Replied the angel. Abou spoke more low,
But cheerly still, and said “I pray thee, then,
Write me as one that loves his fellow men.”The angel wrote, and vanished. The next night
It came again with a great wakening light,
And showed the names whom love of God had blessed,
And lo! Ben Adhem’s name led all the rest.
The Johnson & Phillips company that Samuel founded with Walter Claude Johnson was based at the Victoria Works in Victoria Way, Charlton, which was hit by one of the last V2 rockets to fall in Greenwich on 9th March 1945.
The Phillips family lived in Castle House, which is shown on the 1866 ordnance survey map as being located just off to the east of the track that leads from Shooters Hill to Severndroog Castle. Major Charles Phillips later sold the Telegraph Field, where the old semaphore had stood, to the War Memorial Hospital Committee for £3500 to form part of the site for the new hospital, along with the crown property Hazelwood and an adjacent strip of land. He later donated the sum he had received for the Telegraph Field to the fund for building the new hospital. The place where Castle House once stood now appears to be a car park in the Memorial Hospital grounds.

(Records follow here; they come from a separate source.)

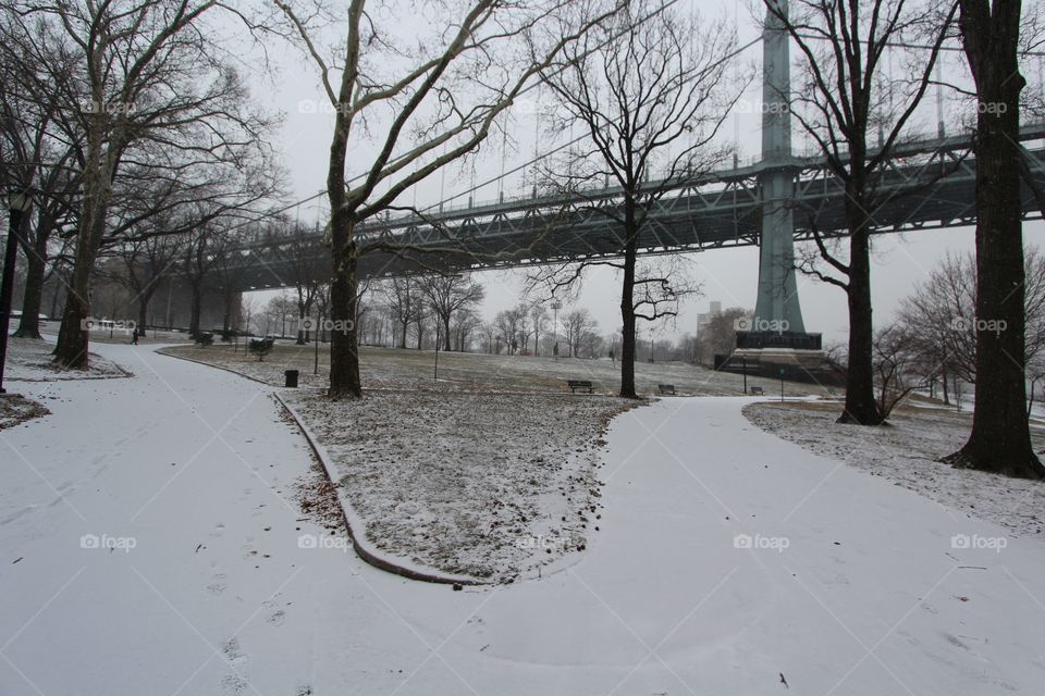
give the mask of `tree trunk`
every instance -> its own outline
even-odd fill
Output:
[[[347,238],[352,237],[351,225],[343,234]],[[351,245],[349,249],[339,249],[335,245],[334,276],[330,286],[330,318],[334,328],[330,334],[330,390],[328,393],[334,399],[362,396],[356,325],[352,321],[356,315],[358,283],[354,249],[354,245]]]
[[[852,185],[857,188],[859,185]],[[868,214],[858,190],[849,191],[849,366],[846,370],[846,406],[839,423],[880,425],[882,412],[874,399],[874,325],[871,313],[871,239]]]
[[[1020,206],[1020,2],[962,0],[959,27],[976,82],[976,393],[972,433],[944,458],[960,469],[1045,478],[1031,445],[1024,371]],[[992,10],[994,15],[992,16]]]
[[[304,346],[307,341],[305,340],[305,306],[298,303],[297,306],[297,338],[294,340],[294,344],[297,346]]]
[[[193,284],[193,300],[188,315],[188,335],[193,338],[199,336],[199,315],[204,309],[204,288],[200,284]]]
[[[39,234],[39,233],[37,233]],[[44,302],[44,276],[47,259],[38,251],[30,251],[25,273],[25,289],[22,295],[22,318],[14,335],[20,338],[40,337],[40,306]]]
[[[947,384],[948,376],[947,376],[947,366],[946,366],[946,365],[944,365],[943,368],[941,368],[941,370],[939,370],[939,377],[941,377],[941,378],[939,378],[941,383],[943,383],[943,385],[944,385],[944,406],[950,406],[950,390],[949,390],[949,386],[948,386],[948,384]]]
[[[624,282],[620,284],[620,322],[624,326],[624,340],[620,345],[620,396],[626,399],[639,398],[635,390],[635,264],[639,247],[636,227],[635,207],[626,203]],[[580,343],[580,336],[577,337],[577,343]],[[573,347],[573,352],[576,358],[577,346]]]

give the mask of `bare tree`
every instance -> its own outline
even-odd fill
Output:
[[[966,445],[945,461],[1009,476],[1045,478],[1031,445],[1024,358],[1024,265],[1020,202],[1019,0],[959,0],[966,59],[976,87],[976,320],[1005,331],[976,334],[976,406]]]
[[[57,125],[67,103],[51,85],[54,75],[66,79],[73,61],[56,51],[48,65],[27,60],[32,44],[20,17],[0,5],[0,186],[32,191],[33,215],[19,240],[26,258],[22,316],[16,336],[39,338],[39,315],[52,238],[75,223],[72,206],[79,186],[76,149],[63,141]]]
[[[312,231],[312,233],[318,231]],[[309,332],[305,319],[311,314],[312,304],[319,295],[320,287],[325,283],[328,260],[316,253],[311,234],[300,225],[293,225],[285,245],[281,245],[283,257],[286,259],[286,281],[294,287],[297,298],[297,338],[295,343],[304,346],[309,340]]]
[[[884,417],[874,398],[871,231],[875,211],[896,195],[877,184],[932,83],[957,3],[798,0],[788,9],[782,0],[763,1],[769,21],[787,32],[803,64],[799,88],[782,98],[845,188],[848,260],[828,248],[813,224],[816,251],[827,268],[811,263],[812,258],[799,263],[799,270],[841,288],[848,299],[849,366],[839,422],[876,425]],[[883,75],[886,52],[905,42],[927,48],[909,75],[889,79]],[[873,149],[876,130],[880,142]]]
[[[737,345],[737,326],[754,312],[740,307],[730,307],[712,315],[697,336],[700,360],[714,364],[715,356],[729,356]]]
[[[620,396],[635,389],[636,322],[677,312],[677,302],[693,294],[678,277],[637,271],[643,247],[655,245],[651,211],[666,196],[706,174],[726,158],[712,140],[728,107],[743,90],[725,87],[735,36],[718,22],[701,25],[665,10],[653,17],[634,5],[564,52],[544,84],[557,97],[564,116],[558,127],[580,125],[587,141],[569,151],[553,186],[591,201],[588,209],[617,228],[623,258],[552,266],[531,276],[554,297],[581,279],[586,269],[611,265],[620,271]],[[655,177],[655,178],[654,178]],[[612,182],[619,204],[597,202],[586,187]],[[674,308],[674,309],[672,309]],[[576,353],[576,345],[573,346]]]
[[[406,336],[419,319],[419,306],[423,301],[417,281],[407,277],[390,278],[381,286],[392,321],[398,326],[398,347],[406,348]],[[393,337],[394,338],[394,337]]]
[[[405,249],[388,239],[360,238],[358,225],[396,208],[405,190],[478,148],[537,75],[615,10],[570,22],[565,9],[576,3],[567,0],[432,3],[432,16],[442,21],[407,47],[396,40],[394,14],[369,13],[366,0],[351,0],[343,50],[330,60],[317,42],[329,20],[325,3],[306,14],[273,2],[318,67],[334,110],[327,195],[335,321],[355,315],[359,257]],[[362,176],[348,181],[348,149],[362,135],[377,141],[377,153]],[[356,344],[354,331],[334,335],[334,398],[361,396]]]
[[[587,309],[575,309],[563,316],[563,331],[566,334],[566,345],[569,347],[569,356],[577,358],[580,355],[580,347],[599,326]]]
[[[442,349],[451,346],[451,320],[460,311],[477,306],[485,297],[482,285],[466,275],[428,275],[418,281],[418,287],[428,299],[435,319],[442,324]]]
[[[113,187],[124,169],[153,179],[190,181],[197,167],[250,176],[245,166],[266,122],[251,112],[236,71],[223,61],[205,15],[217,0],[2,0],[20,17],[26,60],[45,67],[56,52],[73,71],[52,75],[69,110],[69,142],[78,145],[82,197],[75,260],[56,360],[87,364],[89,284],[98,252],[111,240]],[[62,71],[69,67],[58,61]]]
[[[162,217],[150,222],[162,226]],[[172,235],[147,236],[124,243],[115,250],[121,269],[113,277],[133,294],[137,304],[137,332],[145,335],[148,324],[149,303],[160,283],[175,270],[182,257],[182,239]]]
[[[875,334],[874,374],[883,419],[887,419],[908,394],[926,386],[927,381],[918,368],[918,351],[910,334],[898,326],[888,326]]]
[[[533,355],[541,355],[541,334],[544,325],[548,323],[548,310],[541,302],[533,302],[530,306],[530,323],[533,331]]]

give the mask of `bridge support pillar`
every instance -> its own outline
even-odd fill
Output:
[[[786,13],[787,0],[775,1],[777,12]],[[762,335],[759,344],[779,347],[798,347],[784,338],[787,334],[808,345],[799,338],[806,335],[806,324],[795,270],[794,194],[800,167],[791,154],[789,40],[783,20],[767,9],[762,33],[762,234],[759,294],[750,328]],[[772,334],[780,340],[773,341]]]

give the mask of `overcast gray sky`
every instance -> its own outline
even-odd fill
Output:
[[[730,4],[683,0],[680,5],[699,11],[705,17],[722,15],[729,17],[730,23],[736,23],[741,46],[754,38],[760,30],[751,16],[751,11],[739,2]],[[408,32],[411,24],[426,21],[428,21],[426,17],[404,18],[403,30]],[[761,45],[748,49],[742,55],[742,64],[738,65],[737,70],[757,71],[761,65]],[[792,48],[792,59],[795,55]],[[270,58],[278,69],[276,73],[263,82],[258,82],[256,91],[259,92],[259,100],[267,108],[284,114],[284,123],[279,132],[276,146],[283,152],[283,164],[290,174],[294,200],[300,200],[324,187],[325,160],[333,120],[319,87],[316,71],[310,63],[293,49],[282,46],[273,47],[270,50]],[[961,60],[962,57],[959,53],[945,55],[944,70],[948,75],[955,75],[956,79],[960,79],[959,75],[963,73]],[[1036,82],[1035,73],[1040,75],[1041,69],[1036,66],[1026,72],[1029,78]],[[795,69],[792,69],[792,76],[797,76]],[[734,142],[741,160],[759,153],[761,132],[757,112],[760,95],[761,84],[757,77],[745,92],[739,108],[735,110],[736,113],[730,115],[729,127],[724,133],[724,137]],[[541,151],[545,151],[549,144],[555,142],[556,138],[542,128],[536,115],[539,103],[543,99],[541,95],[531,92],[529,99],[519,104],[513,123],[508,126],[509,136],[515,141],[514,146],[505,148],[500,139],[491,140],[474,162],[464,167],[454,167],[443,175],[432,176],[416,191],[411,191],[409,197],[411,199],[416,197],[419,204],[434,203],[440,200],[441,195],[450,196],[469,188],[472,171],[475,171],[475,181],[482,182],[531,159],[536,142],[540,144]],[[945,120],[957,123],[961,119],[959,110],[962,108],[957,100],[945,98]],[[931,95],[926,99],[925,113],[919,123],[920,128],[926,132],[935,130],[935,110],[936,98],[935,95]],[[560,138],[560,141],[562,139]],[[796,124],[795,149],[801,151],[804,147],[808,145],[798,133]],[[352,160],[353,157],[349,156],[349,162]],[[365,158],[362,160],[365,161]],[[349,173],[356,173],[351,165]],[[505,184],[505,194],[519,195],[528,190],[529,184],[524,182],[527,174],[528,172],[524,172],[512,177]],[[495,199],[499,189],[490,186],[478,191],[476,198],[477,200]],[[304,204],[298,210],[292,211],[292,214],[309,221],[323,217],[325,214],[323,202],[320,200]],[[1042,229],[1042,223],[1028,223],[1024,226],[1026,244],[1038,246]],[[876,237],[872,276],[876,325],[892,321],[899,301],[913,290],[917,283],[924,278],[926,271],[932,269],[944,253],[948,250],[971,251],[973,244],[972,228]],[[696,269],[697,278],[703,284],[703,296],[689,300],[676,326],[664,326],[659,331],[661,336],[674,337],[693,332],[697,314],[706,311],[711,300],[721,301],[723,307],[752,308],[754,304],[758,282],[757,248],[720,249],[690,253],[687,258]],[[521,275],[520,271],[477,274],[478,279],[488,288],[488,301],[484,307],[488,318],[519,301]],[[799,288],[807,331],[822,332],[826,343],[844,340],[847,320],[843,291],[807,277],[799,278]],[[599,320],[602,333],[607,334],[617,328],[619,289],[612,270],[597,270],[588,276],[580,296],[580,303],[588,307]],[[642,326],[641,323],[640,331],[643,338],[649,335],[649,327]]]

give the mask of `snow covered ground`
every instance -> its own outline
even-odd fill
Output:
[[[172,355],[219,364],[248,374],[272,385],[283,384],[283,371],[300,371],[303,386],[325,386],[330,346],[319,347],[319,375],[314,376],[314,346],[295,346],[278,341],[275,349],[259,362],[256,355],[243,347],[213,345],[208,348],[177,346],[164,349]],[[608,359],[589,360],[531,356],[491,356],[475,352],[439,353],[439,382],[433,378],[435,355],[431,350],[374,348],[359,351],[362,386],[367,389],[421,389],[439,391],[563,391],[566,380],[589,380],[599,394],[620,390],[620,364]],[[635,365],[636,388],[640,394],[657,394],[659,384],[673,384],[679,394],[728,396],[743,394],[743,375],[715,372],[681,362],[638,362]],[[748,377],[750,386],[761,386],[766,394],[779,394],[780,383],[763,377]],[[834,390],[815,384],[788,382],[788,396],[827,396]]]
[[[87,370],[62,370],[51,363],[52,350],[54,350],[53,340],[9,337],[4,380],[12,383],[53,380],[103,380],[124,377],[128,374],[120,365],[102,358],[95,351],[89,353]]]
[[[370,548],[483,582],[576,560],[604,511],[599,435],[635,406],[543,394],[284,398],[325,449]]]
[[[579,561],[453,592],[300,512],[314,462],[267,387],[96,349],[135,376],[28,383],[52,414],[0,432],[4,696],[1042,694],[1045,545],[749,399],[620,415]]]
[[[905,407],[889,426],[866,428],[836,423],[838,403],[753,403],[752,423],[823,457],[857,467],[920,493],[956,511],[976,515],[1013,534],[1038,535],[1045,543],[1045,484],[958,470],[939,462],[961,449],[972,414],[932,406]],[[1045,433],[1032,428],[1035,449]]]
[[[50,411],[42,403],[27,399],[21,394],[0,395],[0,430],[13,427],[34,418],[47,415]]]

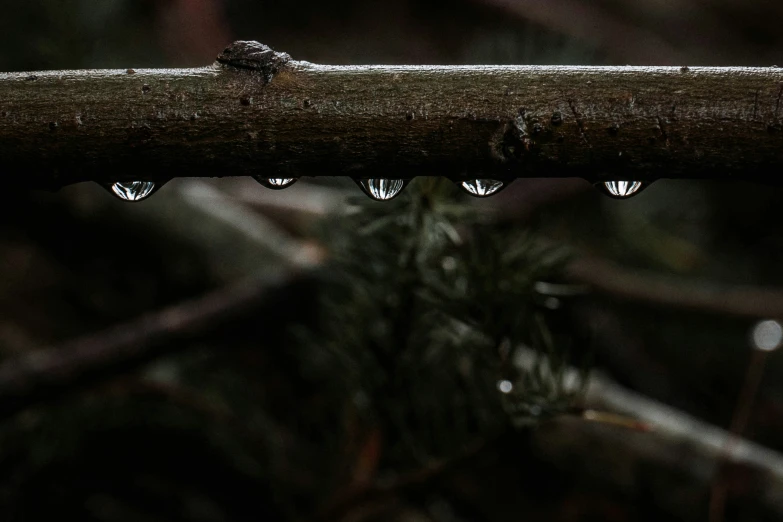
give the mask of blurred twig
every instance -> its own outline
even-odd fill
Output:
[[[720,285],[643,273],[595,257],[581,257],[569,277],[615,298],[739,317],[783,317],[783,290]]]
[[[177,341],[254,309],[291,277],[243,281],[62,346],[6,359],[0,364],[0,415],[180,349]]]

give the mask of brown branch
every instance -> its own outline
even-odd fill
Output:
[[[8,358],[0,364],[0,417],[181,349],[182,341],[256,309],[288,281],[282,275],[244,281],[62,346]]]
[[[0,175],[773,181],[781,81],[777,68],[324,66],[239,42],[200,69],[0,74]]]
[[[578,258],[571,280],[612,297],[739,317],[783,317],[783,290],[693,282],[623,268],[598,258]]]

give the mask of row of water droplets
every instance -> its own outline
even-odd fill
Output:
[[[275,190],[293,185],[297,178],[264,178],[253,176],[263,186]],[[369,178],[357,180],[365,194],[376,201],[388,201],[402,192],[407,180]],[[508,183],[495,179],[471,179],[459,182],[462,190],[478,198],[497,194]],[[123,201],[142,201],[160,188],[163,183],[154,181],[118,181],[108,186],[109,191]],[[645,188],[641,181],[604,181],[596,184],[599,190],[612,198],[629,198]]]

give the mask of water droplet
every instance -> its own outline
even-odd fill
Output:
[[[514,389],[514,385],[511,383],[511,381],[502,380],[498,381],[498,390],[501,393],[511,393],[511,390]]]
[[[280,190],[290,187],[294,184],[294,182],[296,182],[298,178],[263,178],[261,176],[253,176],[253,179],[261,183],[266,188]]]
[[[359,186],[365,194],[376,201],[389,201],[397,196],[405,188],[406,182],[402,179],[361,179]]]
[[[460,183],[462,190],[476,196],[477,198],[485,198],[497,193],[505,186],[505,183],[496,179],[471,179]]]
[[[757,350],[777,350],[783,344],[783,327],[777,321],[761,321],[753,327],[752,341]]]
[[[159,188],[154,181],[118,181],[109,186],[109,191],[123,201],[147,199]]]
[[[646,183],[641,181],[605,181],[596,185],[601,192],[611,198],[630,198],[645,188]]]

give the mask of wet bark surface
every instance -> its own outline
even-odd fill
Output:
[[[326,66],[237,42],[197,69],[0,74],[0,176],[775,182],[781,97],[775,67]]]

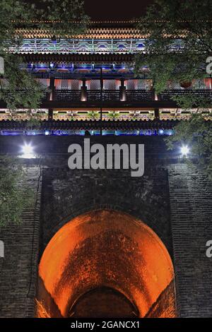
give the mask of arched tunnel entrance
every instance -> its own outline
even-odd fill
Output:
[[[112,210],[79,215],[39,265],[38,317],[176,316],[174,270],[158,235]]]

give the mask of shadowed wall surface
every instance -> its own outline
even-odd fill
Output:
[[[105,286],[123,294],[126,300],[102,290],[100,298],[105,302],[100,299],[99,316],[105,316],[109,300],[114,297],[117,306],[124,304],[125,316],[132,316],[135,307],[134,314],[143,317],[172,282],[174,271],[166,248],[150,227],[126,213],[101,210],[75,218],[56,233],[43,253],[39,276],[45,286],[38,287],[39,316],[54,316],[57,307],[56,314],[67,317],[75,304],[76,312],[71,312],[79,316],[80,312],[86,312],[83,307],[88,301],[84,297],[77,305],[78,299]]]
[[[212,235],[212,182],[201,170],[167,152],[158,136],[91,136],[91,142],[103,145],[145,144],[145,172],[140,178],[131,177],[127,170],[69,170],[68,147],[83,144],[83,137],[1,136],[0,153],[16,155],[25,141],[38,153],[35,159],[23,160],[35,208],[24,212],[21,225],[0,230],[5,251],[0,258],[1,317],[35,316],[37,285],[45,287],[37,278],[38,263],[47,245],[69,221],[97,209],[129,213],[160,237],[175,268],[178,316],[212,316],[212,264],[206,256]],[[172,287],[171,283],[146,316],[172,314],[170,300],[175,298],[167,296],[173,294]],[[45,295],[55,316],[61,316],[46,290]]]

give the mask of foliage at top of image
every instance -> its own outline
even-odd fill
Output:
[[[136,59],[136,68],[148,66],[157,93],[170,81],[183,83],[208,76],[211,11],[211,0],[155,0],[141,18],[138,28],[147,39],[145,52]]]
[[[0,11],[0,57],[4,61],[4,74],[0,80],[0,100],[7,108],[35,109],[40,107],[46,88],[25,70],[20,55],[9,52],[21,44],[20,28],[45,29],[49,37],[67,37],[85,31],[88,22],[81,0],[1,0]]]
[[[136,71],[142,66],[149,68],[157,93],[165,91],[171,81],[189,86],[194,79],[208,77],[211,12],[211,0],[155,0],[141,18],[138,28],[146,37],[146,44],[145,52],[136,57]],[[193,109],[193,115],[175,127],[175,135],[165,139],[167,148],[189,146],[196,162],[211,179],[211,121],[198,114],[211,108],[211,100],[192,90],[177,94],[172,100],[179,108],[189,112]]]
[[[24,209],[32,207],[33,192],[23,185],[25,176],[18,158],[0,157],[0,227],[20,224]]]
[[[179,150],[187,146],[191,159],[185,161],[191,167],[197,165],[212,180],[212,122],[201,114],[194,114],[189,120],[182,121],[175,128],[175,134],[165,138],[167,150]]]

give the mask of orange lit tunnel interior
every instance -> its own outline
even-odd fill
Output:
[[[176,316],[170,255],[156,234],[129,215],[79,215],[43,253],[37,316]]]

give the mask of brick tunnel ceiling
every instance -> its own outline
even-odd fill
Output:
[[[91,211],[66,223],[47,246],[37,316],[143,317],[173,279],[169,254],[146,225],[121,212]]]

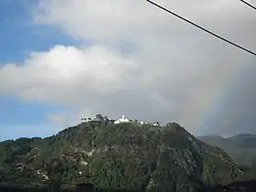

What an interesting shelter!
As a technical aside: I had been trying, unsuccessfully, for some time to take the “panoramic” view of the memorial at the top of this post using the free Nokia Panorama software on my N8 mobile phone. It didn’t seem to be able to match up adjacent sections, despite the, to my eyes, abundant clues. Then I upgraded my phone to the Symbian Belle release, which included a free copy of Scalado’s Camera Lover Pack, saving myself a whole one pound and 50p. Scalado‘s software worked first time; I should have known those clever Swedes wouldn’t let me down!
It’s a great shame to see the end of the Symbian software that still drives the majority of the world’s smartphones despite its rapid decline over the last year following Nokia’s adoption of Windows Phone, but great that the Nokia Symbian engineers are going out with a bang with their 41MP camera phone the 808 PureView.